Disclosure of Invention
The invention aims to provide a large-scale cultivation method for promoting the growth of hybrid orchid dragon roots and suitable for industrial production.
The cultivation method of hybrid orchid dragon roots comprises the following steps:
a. picking up capsules of hybrid orchid dragon roots growing for 5-6 months after pollination, sterilizing, cutting the capsules, taking out seeds, scattering the seeds into a sowing culture medium, and culturing in a dark place for germination; the seeding culture medium contains 0.5mg of 6-BA, 0.2mg of NAA, 30g of cane sugar and 7g of agar per liter, and the balance is 1/2MS culture medium with the pH value of 5.6-5.8;
b. inoculating the germinated dragon roots into a differentiation culture medium for bud differentiation culture, wherein each liter of the differentiation culture medium contains 2.0mg of 6-BA, 0.2mg of NAA, 30g of cane sugar, 7g of agar and 0.5g of active carbon, the balance is 1/2MS culture medium, and the pH value is 5.6-5.8;
c. transferring the differentiated buds into a strong seedling rooting culture medium for culturing to obtain rooted seedlings; the strong seedling rooting culture medium contains 1mg of NAA, 2g of peptone, 100g of banana, 30g of cane sugar, 8g of agar and 0.5g of active carbon per liter, and the balance is a Huabao No. 1 culture medium with the pH value of 5.6-5.8;
d. the rooted seedling is transplanted to a substrate after seedling training and disinfection, is watered thoroughly, and is then cultured on a light and tide integrated automatic culture frame, wherein the parameters of the culture frame are set as follows:
the tidal time is: adding water for 5min, soaking for 1min, and removing water for 1min, and adding water once every 4 days;
the illumination is set as follows: blue light illumination intensity: the red light illumination intensity is 3:1, total light intensity of 45 [ mu ] mol · m -2 ·s -1 The photoperiod is 12h/d, the blue light is the blue light with the wavelength of 450-480 nm, and the red light is the red light with the wavelength of 630 nm;
the fan sets up as: the air is blown for 10min at an interval of 5min, and the air is circulated in sequence.

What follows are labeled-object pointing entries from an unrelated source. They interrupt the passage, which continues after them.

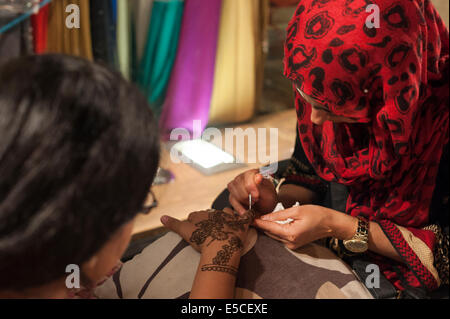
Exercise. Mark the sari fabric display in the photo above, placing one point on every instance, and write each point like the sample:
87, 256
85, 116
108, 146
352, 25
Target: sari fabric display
123, 38
189, 93
39, 23
73, 41
142, 11
17, 40
234, 92
160, 51
103, 31
393, 81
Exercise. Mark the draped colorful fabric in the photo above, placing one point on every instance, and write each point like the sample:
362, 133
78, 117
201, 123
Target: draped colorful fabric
160, 51
73, 41
393, 81
39, 22
123, 30
142, 11
189, 93
234, 90
103, 31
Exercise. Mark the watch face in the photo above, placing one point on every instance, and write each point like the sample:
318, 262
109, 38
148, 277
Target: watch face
356, 246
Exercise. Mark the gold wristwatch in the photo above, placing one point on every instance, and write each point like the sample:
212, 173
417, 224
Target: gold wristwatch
359, 243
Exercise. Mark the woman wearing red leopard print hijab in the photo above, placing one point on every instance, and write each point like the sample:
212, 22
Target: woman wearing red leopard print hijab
373, 114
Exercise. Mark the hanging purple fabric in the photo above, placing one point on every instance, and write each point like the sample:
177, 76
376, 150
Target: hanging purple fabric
189, 93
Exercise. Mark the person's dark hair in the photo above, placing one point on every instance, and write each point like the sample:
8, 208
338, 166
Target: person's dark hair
79, 150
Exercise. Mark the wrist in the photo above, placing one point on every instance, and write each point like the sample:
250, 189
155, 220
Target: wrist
342, 226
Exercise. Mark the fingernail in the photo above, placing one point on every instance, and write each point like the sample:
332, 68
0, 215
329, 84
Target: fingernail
164, 219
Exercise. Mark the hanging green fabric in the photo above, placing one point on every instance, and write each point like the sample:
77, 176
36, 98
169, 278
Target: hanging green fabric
160, 51
123, 37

Preferably, the sterilization of step a comprises the following steps: soaking capsule in 70% ethanol water solution for 60s, washing with sterile water, and adding HgCl with mass fraction of 0.1% 2 Soaking in the water solution for 15min, washing with sterile water for 3-5 times, and drying with sterile filter paper.
Preferably, the culture conditions in step a are as follows: 24 +/-1 ℃ and 50-60% of relative humidity.
Preferably, the culture conditions in step b are: 24 +/-1 ℃, and illumination intensity of 45 mu mol.m -2 ·s -1 Photoperiod 16h/d.
Preferably, the culture conditions in step c are as follows: illumination intensity of 45 μmol/m at 25 DEG C -2 ·s -1 The photoperiod is 12h/d.
Preferably, the sterilization of step d comprises the following steps: taking out the rooted seedlings, washing the culture medium at the roots, and soaking the rooted seedlings in 0.1 mass percent potassium permanganate aqueous solution for 5min.
Preferably, the substrate of step d is prepared by mixing bark: coconut husk: perlite is mixed according to a volume ratio of 1:1:1 mixing to prepare the product.
According to the method, the hybrid orchid dragon root seeds are scattered into a seeding culture medium and are cultured in a dark place for germination, and the germination rate reaches 27%; inoculating the germinated dragon roots into a differentiation culture medium for bud differentiation culture, wherein the bud differentiation rate is as high as 75.51%; transferring the differentiated buds into a strong seedling rooting culture medium for culture, wherein the rooting rate is more than 98%; the rooted seedlings are transplanted into a matrix after seedling exercising and disinfection, are watered thoroughly, and are then placed on a light and tide integrated automatic culture frame for culture, so that the survival rate is improved, the death rate is reduced, and the indexes such as plant height, root length, stem thickness, dry weight, fresh weight and the like are improved; the method of the invention obviously promotes the survival and growth of the dragon roots and has good application prospect.
Drawings
FIG. 1 is a schematic view of the overall structure of the automated culture shelf integrated with light and tide according to example 1.
Detailed Description
The following examples are further illustrative of the present invention and are not intended to be limiting thereof.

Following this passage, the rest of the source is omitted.